Salih: İdari ve mali yolsuzluklar bir an evvel durmalı
Konuyla ilgili bir açıklama yapan Irak Cumhurbaşkanı Berhem Salih, Süleymaniye'de devam eden protestoları yakından takip ettiğini belirterek güvenlik güçlerini gösterilerde "şiddet kullanmamaya' çağırdı.
Salih, "Kamu mallarının ihlaliyle yağma, idari ve mali yolsuzluklar bir an evvel durmalı. Vatandaşların meşru taleplerine karşı şiddetin kullanılması çözüm olmayacak. Güvenlik güçleri şiddet kullanmamalı ve basın mensuplarının müdahale edilmeden özgürce olayları aktarmasına izin verilmeli" açıklamasında bulundu.
Barzani: Barışçıl gösteriler yasal bir hak
IKB Başbakanı Mesrur Barzani de yaptığı açıklamada, hükümetin vatandaşların zorlu yaşam koşullarının farkında olduğunu söyledi.
Barzani, "Barışçıl gösteriler yasal bir hak. Ancak protestolar sırasında parti binaları ile kamu ve özel mülke saldıran göstericiler yargılanacak" ifadelerine yer verdi.
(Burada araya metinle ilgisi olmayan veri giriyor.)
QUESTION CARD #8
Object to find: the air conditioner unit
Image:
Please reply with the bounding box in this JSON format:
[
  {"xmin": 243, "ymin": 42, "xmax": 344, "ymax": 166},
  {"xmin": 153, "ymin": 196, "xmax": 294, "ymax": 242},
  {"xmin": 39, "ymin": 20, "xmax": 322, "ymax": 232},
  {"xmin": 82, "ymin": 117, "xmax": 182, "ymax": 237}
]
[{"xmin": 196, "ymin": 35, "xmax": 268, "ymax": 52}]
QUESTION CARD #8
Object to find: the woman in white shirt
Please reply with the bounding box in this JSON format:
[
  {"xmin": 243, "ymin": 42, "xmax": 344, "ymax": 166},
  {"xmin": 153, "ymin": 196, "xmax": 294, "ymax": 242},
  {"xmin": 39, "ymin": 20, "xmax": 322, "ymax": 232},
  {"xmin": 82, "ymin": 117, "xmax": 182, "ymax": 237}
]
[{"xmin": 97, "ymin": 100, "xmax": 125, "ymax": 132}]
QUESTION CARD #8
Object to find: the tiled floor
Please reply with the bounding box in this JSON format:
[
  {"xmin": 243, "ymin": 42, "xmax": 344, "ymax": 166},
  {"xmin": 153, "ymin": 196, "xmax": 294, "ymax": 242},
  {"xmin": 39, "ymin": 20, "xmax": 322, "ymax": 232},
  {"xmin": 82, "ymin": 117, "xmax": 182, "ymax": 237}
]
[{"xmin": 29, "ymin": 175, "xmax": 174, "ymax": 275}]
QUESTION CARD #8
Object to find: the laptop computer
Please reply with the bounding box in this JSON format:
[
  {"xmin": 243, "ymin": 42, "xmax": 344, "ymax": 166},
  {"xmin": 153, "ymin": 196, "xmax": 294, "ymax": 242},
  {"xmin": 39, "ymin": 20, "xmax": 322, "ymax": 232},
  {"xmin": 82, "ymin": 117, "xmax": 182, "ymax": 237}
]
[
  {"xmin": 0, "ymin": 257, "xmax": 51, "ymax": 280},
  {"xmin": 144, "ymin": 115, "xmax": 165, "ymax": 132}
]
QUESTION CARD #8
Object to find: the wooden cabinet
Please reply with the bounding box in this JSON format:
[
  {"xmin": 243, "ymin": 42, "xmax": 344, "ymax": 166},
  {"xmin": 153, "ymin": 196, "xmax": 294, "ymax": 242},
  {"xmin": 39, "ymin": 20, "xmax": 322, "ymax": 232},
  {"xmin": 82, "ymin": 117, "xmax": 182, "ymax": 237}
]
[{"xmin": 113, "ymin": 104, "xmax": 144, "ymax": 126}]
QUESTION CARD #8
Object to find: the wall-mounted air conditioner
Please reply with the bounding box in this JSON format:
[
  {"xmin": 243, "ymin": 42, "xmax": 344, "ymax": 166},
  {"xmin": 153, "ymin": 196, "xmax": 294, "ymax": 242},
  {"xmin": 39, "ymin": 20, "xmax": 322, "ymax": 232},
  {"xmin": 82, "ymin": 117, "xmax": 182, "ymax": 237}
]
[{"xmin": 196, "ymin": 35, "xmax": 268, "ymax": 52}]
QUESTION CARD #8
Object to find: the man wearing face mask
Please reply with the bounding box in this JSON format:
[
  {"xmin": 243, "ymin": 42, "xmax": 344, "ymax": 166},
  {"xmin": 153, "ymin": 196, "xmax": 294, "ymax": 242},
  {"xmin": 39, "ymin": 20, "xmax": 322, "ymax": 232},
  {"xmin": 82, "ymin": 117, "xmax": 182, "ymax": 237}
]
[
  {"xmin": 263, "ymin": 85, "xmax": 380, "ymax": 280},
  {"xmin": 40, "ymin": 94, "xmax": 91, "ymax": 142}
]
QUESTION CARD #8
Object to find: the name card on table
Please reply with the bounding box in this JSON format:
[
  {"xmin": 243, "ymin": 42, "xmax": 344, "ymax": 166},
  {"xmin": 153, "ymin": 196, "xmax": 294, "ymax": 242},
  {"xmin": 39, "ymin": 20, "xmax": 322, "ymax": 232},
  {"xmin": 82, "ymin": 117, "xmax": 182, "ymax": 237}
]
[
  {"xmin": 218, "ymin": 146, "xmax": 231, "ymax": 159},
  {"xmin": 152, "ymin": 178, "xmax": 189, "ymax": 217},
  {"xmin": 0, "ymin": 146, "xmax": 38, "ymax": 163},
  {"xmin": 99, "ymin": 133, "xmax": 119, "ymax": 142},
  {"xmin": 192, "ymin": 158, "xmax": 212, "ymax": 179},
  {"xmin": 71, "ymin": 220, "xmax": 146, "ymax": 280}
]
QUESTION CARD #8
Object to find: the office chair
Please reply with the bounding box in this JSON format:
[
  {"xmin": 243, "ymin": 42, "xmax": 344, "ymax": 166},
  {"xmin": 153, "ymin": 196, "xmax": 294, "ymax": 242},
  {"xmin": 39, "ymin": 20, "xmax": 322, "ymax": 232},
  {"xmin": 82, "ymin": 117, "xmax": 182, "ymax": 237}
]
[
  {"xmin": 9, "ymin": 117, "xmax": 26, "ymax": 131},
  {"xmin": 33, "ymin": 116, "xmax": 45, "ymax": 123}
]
Protestoların daha ne kadar süreceği bilinmez. Uzmanlar, gösterilerin işsizlik, yolsuzluk, geç ödenen memur maaşları ve ekonomik kriz ile ilgili olduğu konusunda hem fikir.
"Erbil ile Bağdat arasındaki çözümsüzlük soruları daha da büyütüyor"
Independent Türkçe'ye değerlendirmede bulunan siyasi yorumcu ve IKB Parlamentosu eski basın sorumlusu Dr. Tarık Cevher, düzenli ödenmeyen maaşlar nedeniyle halkın çok zor durumda olduğunu söyledi.
Erbil ile Bağdat hükümetleri arasında çözümsüzlüğün problemleri daha büyüttüğü belirten Cevher, "Cadde ve sokaklara inen halk, haklı olarak siyasi partiler ve hükümetten aylık maaşlarının düzenli ve kesintisiz ödenmesini istiyor. Sadece protestocular değil tüm Kürdistan halkı hükümetten taleplerinin karşılanması için gerekli adımları atmasını istiyor" dedi.
Son bir haftadır düzenlenen eylemlerde iddia edildiği gibi dış güçlerin etkisinin olduğuna dair bir işaret görmediğini kaydeden Cevher, göstericilerin fark gözetmeksizin tüm siyasi partilere tepki gösterdiğini söyledi.
"Halk yolsuzluk ve adaletsizliğin son bularak her şeyin şeffaf olmasını istiyor"
Cevher "Protestocular gösterilerde sadece düzenli maaş için değil aynı yolsuzluk ve adaletsizliğin son bulmasını ve her şeyin şeffaf olmasını talepo ediyor. Siyasiler bu taleplere kulak vermeli" değerlendirmesinde bulundu.
Ekonomik sorunların çözümünün Erbil yönetiminin Bağdat merkezi hükümeti ile anlaşmasından geçtiğini kaydeden Cevher, devamında şunları söyledi:
"Problemlerin çözümü için hükümette yer alan KDP, KYB ve Goran Hareketi'nin üst düzey yöneticileri bir toplantı düzenleyecek. Hükümet ortakları soruna ciddi bir şekilde eğilmeli ve çözüm için arayışa girmeli. Bölge halkı gerçekten ekonomik darboğazda olduğu için eylemleri düzenliyor. Gösteriler meşru bir hak ancak siyasi parti ile kamu ve sivil mülke saldırı ve binaların ateşe verilmesi doğru olmadığı gibi kabul edilemez."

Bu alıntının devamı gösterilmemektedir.